The plight of children of under trial and convicted mothers, is palpable. – File Photo

PESHAWAR: “I do not miss my father because he left us,” says Masoom tightly holding ludo board, the only game that he played inside the women populated barrack of Peshawar's Central Jail.

Perhaps it is true that the sins of the parents are visited upon their children when one talks to innocent children living with their convicted and undertrial mothers inside the prison.

Masoom, only six, has learnt bitter lessons much earlier in life. He recently began taking preparatory class inside the prison but it seemed he's dejected with the fact that he was living in prison.

“I know what a jail is.
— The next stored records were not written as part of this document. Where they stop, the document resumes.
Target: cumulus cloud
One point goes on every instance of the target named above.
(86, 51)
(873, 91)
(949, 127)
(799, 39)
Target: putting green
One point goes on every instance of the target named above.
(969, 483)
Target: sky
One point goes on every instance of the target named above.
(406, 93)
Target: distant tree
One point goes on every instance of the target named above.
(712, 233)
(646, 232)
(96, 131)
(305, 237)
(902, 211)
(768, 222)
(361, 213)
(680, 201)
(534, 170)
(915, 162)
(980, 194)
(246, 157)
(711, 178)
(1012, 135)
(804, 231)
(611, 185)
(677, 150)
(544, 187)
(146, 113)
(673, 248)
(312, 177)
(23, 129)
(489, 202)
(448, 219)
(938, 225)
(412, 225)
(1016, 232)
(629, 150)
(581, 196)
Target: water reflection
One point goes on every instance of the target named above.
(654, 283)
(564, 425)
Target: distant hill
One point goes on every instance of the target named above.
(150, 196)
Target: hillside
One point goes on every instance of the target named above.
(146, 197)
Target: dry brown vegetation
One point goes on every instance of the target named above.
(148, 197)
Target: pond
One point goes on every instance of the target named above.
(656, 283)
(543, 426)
Here bad people are kept and prosecuted,” he told Dawn expressing his boredom and unhappiness at having to live with so many women in one place.“These women fight all the time,” said Masoom whose mother was under trial in a murder case.

He also said relatives excommunicated his family so no one was looking forward to their coming out of the jail.

His mother Sania (not real name) told Dawn that she had eight children and brought two of them, Masoom and his younger sister, to prison as there was no one at home to take care of them.

Masoom's father is an Afghan prayer leader, who left the family without saying anything four years ago, said Sania explaining why the child said he didn't miss his father.

Another 12-year-old girl, who was doing the dishes, said she and her 13-year-old sister were in jail as her brother was accused of kidnapping a girl, who eloped with him.

“My mother is also in Rawalpindi's Adiala Jail for narcotics smuggling, while my father is a podri (heroin addict),” said the green-eyed girl, who wanted to live with her grandmother though her trial had yet not begun.

Among 42 inmates of women barrack at Peshawar Central Jail, those who have children with them said they had no one else outside to take care of their children.

However, convicted or undertrial women, whose children were either inside or outside the prison, thought the place was bad for minors.

Some said their children, who had to face the stigma of being child of a convict, were the only force, which forced them to begin a new and reformed life once they completed their term.

Forty-year-old Aneela (not real name), who was convicted of narcotics smuggling, repented her crime, saying it has kept her away from children.

“I have three children, who currently live with their father,” she said with misty eyes.

Another mother of four aged between five and 10 years said on condition of anonymity that she missed her children but never wished that they visited her in jail.

“My husband did not look after me and divorced me. I got into narcotics smuggling for financial reasons but now, I have to go through the agony of not being with my children,” she said.

The woman plans to set up a beauty salon to earn a living for her children after getting out of jail in six months. However, the money needed for it is her worry.

Another woman, who had a one-year-old daughter with her and was facing murder trial, said she was worried about the remaining three children.

“I am keeping my little daughter here but I know seeing jail and its environment is going to have a bad effect on her mind. Every mother wants best for her child,” said the woman, who was accused by her in-laws of killing husband.